Why is it important? OpenAI and Sam Altman want regulations for models. They have proposed a IAEA-type of agency to stop the proliferation of LLM models. As per OpenAI, all models should be regulated and monitored. The suggestion of a license based regulation has led to significant backlash. Many people have called it “regulatory capture” - with the aim of shutting down competing LLMs.
The EU is approaching regulation from a different angle.

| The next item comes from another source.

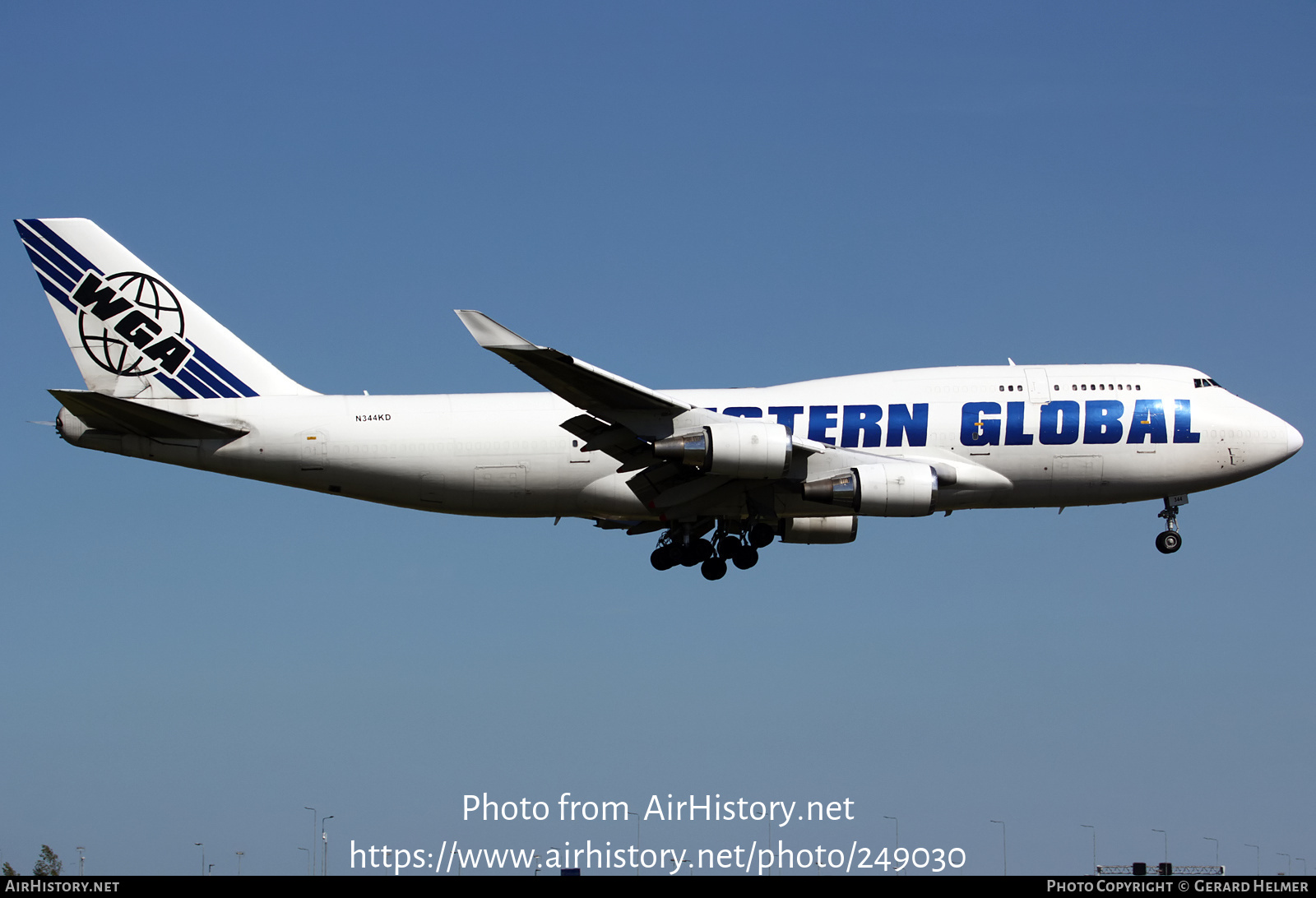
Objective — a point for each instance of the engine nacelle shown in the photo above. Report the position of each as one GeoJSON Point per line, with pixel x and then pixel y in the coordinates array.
{"type": "Point", "coordinates": [747, 449]}
{"type": "Point", "coordinates": [899, 488]}
{"type": "Point", "coordinates": [820, 530]}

It doesn’t focus on how models are developed. Rather focuses on how AI will/can be used. They have broken down use cases into 4 categories - unacceptable (prohibited), high, medium and low risk. For example,
Building a Pre-Crime software to predict crimes? Building a Social credit system? Unacceptable.
Using tools to influence elections or recommendation algorithms? High (Highly regulated).
Using generative AI tools to create text or images on news sites? Medium (Add label that the content is AI generated)
AI providers also need to disclose their training source.
To me this sounds like good legislation. What do you guys think?
But, OpenAI has warned that EU regulations might force them to pull out completely.
What’s next? The disclosure requirements might help various publishing companies. AI and media companies are in talks to pay for training data. Google has been leading the charge.
Additionally, OpenAI and Deepmind will open their models for safety and research purposes to the UK government.
🗞️10 AI news highlights and interesting reads
PSA: If you are using Repl to write code, you might want to check your OpenAI API keys. If you have left them embedded then people can pirate and steal the keys.
LLMs rely on human annotation or human feedback to learn. And one way to generate human annotation is crowdsourcing. But what if the crowdsource human annotators use LLMs? Research shows 33-46% workers used LLMs. So, basically we go from Human -> AI -> Human -> AI. The AI ouroboros. Researchers also say generated data to train models might cause serious issue.
All the talks about moats - Reddit might be OpenAI’s *future* moat. Given the amount of complaints about how Google search experience has deteriorated during the blackout, this might be true?
Doctors are using ChatGPT but not to diagnose. Rather to be more empathetic. We discussed this just a month ago. And guess where the data for this study came from? Reddit AskDocs. Moat FTW?!
Beatles to make a comeback…using Generative AI.
Large context lengths are important for better GPT experience. The secret sauce for 100k context length.
There is a lot of bad AI research out there. Some border on snake oil. Most AI “research” should be double checked and challenged. A new research on huggingface said that GPT-4 can ace MIT curriculum. Now someone is replicating the results and say that GPT-4 can’t beat MIT.
Are we seeing peak AI? Especially when people from Deepmind and Meta are involved? Mistral AI raised $113 million in seed round with no product. Some might say this funding is for the team and the team is really solid. The issue though is whether the valuation is justified when OpenAI and Google already have a head start.
The AI Hype Wall of Shame. - Collection of articles which mislead people about AI.
🧑🎓3 Learning Resources
Building and Launching a company using GPT-4 with prompts. (The author didn’t know how to code but created and launched the MVP in a month).
Chatbot for your Gdrive - https://www.haihai.ai/gpt-gdrive/
Building ChatGPT plugin using Supabase - https://supabase.com/blog/building-chatgpt-plugins-template
That’s it folks. Thank you for reading and have a great week ahead.